Lucrecia Posted June 6, 2005 Posted June 6, 2005 I'm pretty embarassed posting this. My partner and I have been together for 3 years in September. We live together, have a beautiful home, car, the usual. I have a few health problems, MS being one of them, it has never changed my sex drive, its still as strong as it used to be. When we met, I was roughly a size 14-16 (UK size). Sex was great, then it became pure love making, the passion was strong for around a year, we wanted eachother, even in the simplest of terms, like cuddling in bed and general touching and kissing. Due to my health, I am now a size 24, I have battled with my weight, its been a constant struggle, I can't exercise and although I eat healthy foods it just piled on. For around the past year & a half, my partner constantly teases me, pretending to be joking but I know whats going on. I believe I am still the same person inside, but my partner says he has no initiative to have sex with me, claiming he just doesn't like big women. Now I know alot of you guys are probably sitting there thinking 'I wouldn't want to shag a fat bird either', but in all honesty, I can still do everything I used to do, does it really matter that much? I'm not a typical fatty, (no offence intented in any way to anyone) I wear nice clothes, try to always look my best, despite the weight I know have a pretty face, beautiful blue eyes and lovely long blonde hair, I just seem to be in some sort of body suit thats stuck. Tomorrow morning I am going to Spain for some medical tests, I could be gone for up to 2 months, I nipped in the lounge a minute ago, asked if we could go to bed, sort of a 'wink wink' situation. Got told 'No, don't even go there' in such a nasty harsh tone. Its friggin killing me, if my illnesses don't kill me, my heart will. Please give me some advice, I've tried telling my partner that perhaps being a 'shallow' person is coming into this a little too much and that perhaps he should try loving me for who I am and not what I look like, I still have the same personality, (aside from the typical mood swings) the same humour and the same heart, a heart that is being broken. I'm sick of being rejected, he even has the audacity to tell me how fat I am and what a turn off I am, but why should our whole relationship be about what he wants. I'm beginning to think perhaps there are a few underlying messages?? In desperate need! Lu x
laRubiaBonita Posted June 7, 2005 Posted June 7, 2005 well first, is the weight something that you want to shed as well? and is there something that you can do about it, whether it be diet and low impact exercise (like swimming)?
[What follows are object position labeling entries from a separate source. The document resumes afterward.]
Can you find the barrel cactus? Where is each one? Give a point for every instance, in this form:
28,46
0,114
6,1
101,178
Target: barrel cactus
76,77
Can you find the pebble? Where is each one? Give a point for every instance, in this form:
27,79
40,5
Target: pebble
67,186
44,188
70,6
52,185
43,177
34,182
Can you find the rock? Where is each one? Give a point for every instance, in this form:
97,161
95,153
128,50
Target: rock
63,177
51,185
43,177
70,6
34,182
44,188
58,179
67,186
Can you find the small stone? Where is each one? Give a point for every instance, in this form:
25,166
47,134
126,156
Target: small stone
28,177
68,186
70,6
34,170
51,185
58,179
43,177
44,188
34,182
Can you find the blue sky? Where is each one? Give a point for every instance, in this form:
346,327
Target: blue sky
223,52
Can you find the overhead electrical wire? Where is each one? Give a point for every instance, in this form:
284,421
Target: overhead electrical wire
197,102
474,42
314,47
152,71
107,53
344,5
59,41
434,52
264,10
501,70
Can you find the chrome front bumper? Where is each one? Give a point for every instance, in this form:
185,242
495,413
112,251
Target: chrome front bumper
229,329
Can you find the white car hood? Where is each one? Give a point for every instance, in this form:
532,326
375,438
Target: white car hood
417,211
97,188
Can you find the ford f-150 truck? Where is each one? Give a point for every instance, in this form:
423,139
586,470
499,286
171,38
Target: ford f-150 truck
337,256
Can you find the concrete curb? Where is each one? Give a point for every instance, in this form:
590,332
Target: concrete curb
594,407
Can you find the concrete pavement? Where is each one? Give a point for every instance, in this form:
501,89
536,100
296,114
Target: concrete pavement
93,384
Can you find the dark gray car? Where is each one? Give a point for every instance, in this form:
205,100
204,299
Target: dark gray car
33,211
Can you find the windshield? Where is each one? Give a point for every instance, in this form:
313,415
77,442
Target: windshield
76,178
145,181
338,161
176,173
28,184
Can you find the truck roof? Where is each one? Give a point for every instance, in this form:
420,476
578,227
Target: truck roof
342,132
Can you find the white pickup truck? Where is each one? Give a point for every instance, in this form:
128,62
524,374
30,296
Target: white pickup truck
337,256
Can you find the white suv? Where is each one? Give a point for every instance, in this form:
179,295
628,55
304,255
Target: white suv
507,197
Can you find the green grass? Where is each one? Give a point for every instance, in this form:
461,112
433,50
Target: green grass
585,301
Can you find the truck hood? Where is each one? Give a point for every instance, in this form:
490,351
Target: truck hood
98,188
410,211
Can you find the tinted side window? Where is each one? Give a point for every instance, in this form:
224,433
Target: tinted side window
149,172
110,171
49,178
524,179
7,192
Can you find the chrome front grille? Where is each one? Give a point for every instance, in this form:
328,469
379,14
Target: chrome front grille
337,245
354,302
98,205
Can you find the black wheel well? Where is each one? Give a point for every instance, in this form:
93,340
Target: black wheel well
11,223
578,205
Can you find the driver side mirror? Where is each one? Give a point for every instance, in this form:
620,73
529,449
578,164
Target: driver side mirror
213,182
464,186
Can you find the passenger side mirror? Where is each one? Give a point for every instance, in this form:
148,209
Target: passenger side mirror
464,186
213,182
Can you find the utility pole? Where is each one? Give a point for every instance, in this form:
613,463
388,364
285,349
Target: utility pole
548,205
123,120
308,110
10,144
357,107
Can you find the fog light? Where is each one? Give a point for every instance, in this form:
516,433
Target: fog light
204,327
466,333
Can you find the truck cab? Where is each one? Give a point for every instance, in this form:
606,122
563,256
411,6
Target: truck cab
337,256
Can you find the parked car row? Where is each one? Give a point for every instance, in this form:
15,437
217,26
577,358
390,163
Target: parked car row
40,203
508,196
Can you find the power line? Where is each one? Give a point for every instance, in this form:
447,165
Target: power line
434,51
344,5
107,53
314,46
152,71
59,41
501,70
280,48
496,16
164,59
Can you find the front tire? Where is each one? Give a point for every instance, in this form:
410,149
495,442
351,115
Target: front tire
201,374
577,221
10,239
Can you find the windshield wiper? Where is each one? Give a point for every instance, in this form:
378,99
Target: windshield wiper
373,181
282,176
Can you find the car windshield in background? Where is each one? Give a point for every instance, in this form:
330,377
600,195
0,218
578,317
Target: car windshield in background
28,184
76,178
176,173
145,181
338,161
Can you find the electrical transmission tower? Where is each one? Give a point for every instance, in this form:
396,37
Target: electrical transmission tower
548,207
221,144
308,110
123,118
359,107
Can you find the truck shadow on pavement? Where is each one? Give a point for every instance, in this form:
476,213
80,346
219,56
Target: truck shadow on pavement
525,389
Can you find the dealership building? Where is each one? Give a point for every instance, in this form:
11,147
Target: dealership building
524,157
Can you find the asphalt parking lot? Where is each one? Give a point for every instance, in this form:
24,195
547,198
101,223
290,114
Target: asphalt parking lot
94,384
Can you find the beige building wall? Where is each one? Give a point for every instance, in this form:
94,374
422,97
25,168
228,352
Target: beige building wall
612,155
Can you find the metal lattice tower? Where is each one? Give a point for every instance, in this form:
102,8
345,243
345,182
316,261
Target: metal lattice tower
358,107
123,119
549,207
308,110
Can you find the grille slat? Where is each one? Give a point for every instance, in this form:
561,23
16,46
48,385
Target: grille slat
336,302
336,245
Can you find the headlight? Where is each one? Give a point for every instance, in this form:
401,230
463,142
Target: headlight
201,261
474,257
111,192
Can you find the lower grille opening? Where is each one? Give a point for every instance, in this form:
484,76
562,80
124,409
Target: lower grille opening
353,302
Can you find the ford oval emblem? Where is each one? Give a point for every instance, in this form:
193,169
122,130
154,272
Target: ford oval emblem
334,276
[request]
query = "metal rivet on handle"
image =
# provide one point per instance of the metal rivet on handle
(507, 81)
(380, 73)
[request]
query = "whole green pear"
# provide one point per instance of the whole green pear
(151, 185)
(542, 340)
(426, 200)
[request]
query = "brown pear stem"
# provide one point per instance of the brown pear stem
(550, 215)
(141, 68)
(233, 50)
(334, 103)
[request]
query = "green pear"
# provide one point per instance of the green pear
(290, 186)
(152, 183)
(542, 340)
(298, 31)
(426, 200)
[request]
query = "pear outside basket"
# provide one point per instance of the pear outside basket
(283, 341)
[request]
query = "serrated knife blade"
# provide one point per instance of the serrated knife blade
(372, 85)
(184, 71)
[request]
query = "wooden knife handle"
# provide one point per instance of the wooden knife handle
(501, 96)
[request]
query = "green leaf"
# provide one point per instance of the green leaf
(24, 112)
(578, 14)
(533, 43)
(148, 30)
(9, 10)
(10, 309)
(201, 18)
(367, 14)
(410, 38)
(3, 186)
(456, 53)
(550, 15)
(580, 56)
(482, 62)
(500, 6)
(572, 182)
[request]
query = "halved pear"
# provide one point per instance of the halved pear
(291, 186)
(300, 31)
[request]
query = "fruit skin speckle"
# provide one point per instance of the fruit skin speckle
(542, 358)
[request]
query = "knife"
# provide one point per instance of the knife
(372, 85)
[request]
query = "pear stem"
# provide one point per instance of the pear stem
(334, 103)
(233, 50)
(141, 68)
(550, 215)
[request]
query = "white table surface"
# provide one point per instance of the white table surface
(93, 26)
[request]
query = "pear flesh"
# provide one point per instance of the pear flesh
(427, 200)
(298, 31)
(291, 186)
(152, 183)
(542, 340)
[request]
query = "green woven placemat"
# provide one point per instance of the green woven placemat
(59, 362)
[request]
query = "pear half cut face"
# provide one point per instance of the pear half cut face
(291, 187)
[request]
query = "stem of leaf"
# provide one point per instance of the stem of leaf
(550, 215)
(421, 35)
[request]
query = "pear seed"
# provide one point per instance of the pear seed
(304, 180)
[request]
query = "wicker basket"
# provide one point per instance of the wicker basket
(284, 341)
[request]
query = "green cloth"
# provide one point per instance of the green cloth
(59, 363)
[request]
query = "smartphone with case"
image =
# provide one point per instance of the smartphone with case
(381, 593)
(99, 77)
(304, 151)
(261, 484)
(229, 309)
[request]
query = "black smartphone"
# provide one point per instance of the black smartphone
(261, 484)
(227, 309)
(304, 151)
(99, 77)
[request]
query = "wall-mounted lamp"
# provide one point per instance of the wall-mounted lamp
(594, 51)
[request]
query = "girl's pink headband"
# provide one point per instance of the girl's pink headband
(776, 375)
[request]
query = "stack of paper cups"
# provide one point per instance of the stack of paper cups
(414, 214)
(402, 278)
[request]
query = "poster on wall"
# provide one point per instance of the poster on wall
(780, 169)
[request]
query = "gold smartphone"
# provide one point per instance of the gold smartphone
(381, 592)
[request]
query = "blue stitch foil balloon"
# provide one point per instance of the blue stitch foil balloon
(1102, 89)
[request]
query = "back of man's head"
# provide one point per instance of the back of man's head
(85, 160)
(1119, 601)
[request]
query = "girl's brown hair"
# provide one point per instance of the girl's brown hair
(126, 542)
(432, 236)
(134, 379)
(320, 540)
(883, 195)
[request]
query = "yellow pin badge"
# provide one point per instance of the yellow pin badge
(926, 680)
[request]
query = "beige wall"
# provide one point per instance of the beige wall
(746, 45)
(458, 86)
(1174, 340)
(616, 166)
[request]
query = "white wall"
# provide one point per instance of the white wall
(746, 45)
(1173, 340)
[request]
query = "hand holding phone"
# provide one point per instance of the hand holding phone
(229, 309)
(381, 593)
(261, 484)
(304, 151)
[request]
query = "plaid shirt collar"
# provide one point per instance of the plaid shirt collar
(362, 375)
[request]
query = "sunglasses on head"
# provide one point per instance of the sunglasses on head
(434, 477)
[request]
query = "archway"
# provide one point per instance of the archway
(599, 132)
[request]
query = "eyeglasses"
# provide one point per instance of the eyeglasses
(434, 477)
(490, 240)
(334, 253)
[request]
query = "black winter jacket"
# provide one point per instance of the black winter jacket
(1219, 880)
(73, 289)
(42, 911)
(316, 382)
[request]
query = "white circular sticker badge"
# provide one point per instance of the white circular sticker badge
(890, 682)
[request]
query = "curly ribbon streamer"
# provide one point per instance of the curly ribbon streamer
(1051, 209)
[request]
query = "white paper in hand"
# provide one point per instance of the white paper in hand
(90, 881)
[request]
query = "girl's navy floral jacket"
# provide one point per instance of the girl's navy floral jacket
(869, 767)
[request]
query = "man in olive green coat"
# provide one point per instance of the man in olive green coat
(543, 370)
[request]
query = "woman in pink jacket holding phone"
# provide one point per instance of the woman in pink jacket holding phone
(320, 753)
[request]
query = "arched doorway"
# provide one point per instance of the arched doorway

Pocky Posted June 7, 2005 Posted June 7, 2005 Originally posted by Lucrecia Due to my health, I am now a size 24, I have battled with my weight, its been a constant struggle, I can't exercise and although I eat healthy foods it just piled on. Why can't you exercise? I thought exercise was supposed to help with MS. Sex is exercise - if you can have sex, why can't you do exercise?
Sal Paradise Posted June 7, 2005 Posted June 7, 2005 Originally posted by Lucrecia I'm pretty embarassed posting this. My partner and I have been together for 3 years in September. We live together, have a beautiful home, car, the usual. I have a few health problems, MS being one of them, it has never changed my sex drive, its still as strong as it used to be. When we met, I was roughly a size 14-16 (UK size). Sex was great, then it became pure love making, the passion was strong for around a year, we wanted eachother, even in the simplest of terms, like cuddling in bed and general touching and kissing. Due to my health, I am now a size 24, I have battled with my weight, its been a constant struggle, I can't exercise and although I eat healthy foods it just piled on. For around the past year & a half, my partner constantly teases me, pretending to be joking but I know whats going on. I believe I am still the same person inside, but my partner says he has no initiative to have sex with me, claiming he just doesn't like big women. Now I know alot of you guys are probably sitting there thinking 'I wouldn't want to shag a fat bird either', but in all honesty, I can still do everything I used to do, does it really matter that much? I'm not a typical fatty, (no offence intented in any way to anyone) I wear nice clothes, try to always look my best, despite the weight I know have a pretty face, beautiful blue eyes and lovely long blonde hair, I just seem to be in some sort of body suit thats stuck. Tomorrow morning I am going to Spain for some medical tests, I could be gone for up to 2 months, I nipped in the lounge a minute ago, asked if we could go to bed, sort of a 'wink wink' situation. Got told 'No, don't even go there' in such a nasty harsh tone. Its friggin killing me, if my illnesses don't kill me, my heart will. Please give me some advice, I've tried telling my partner that perhaps being a 'shallow' person is coming into this a little too much and that perhaps he should try loving me for who I am and not what I look like, I still have the same personality, (aside from the typical mood swings) the same humour and the same heart, a heart that is being broken. I'm sick of being rejected, he even has the audacity to tell me how fat I am and what a turn off I am, but why should our whole relationship be about what he wants. I'm beginning to think perhaps there are a few underlying messages?? In desperate need! Lu x Leave the shallow a**h***.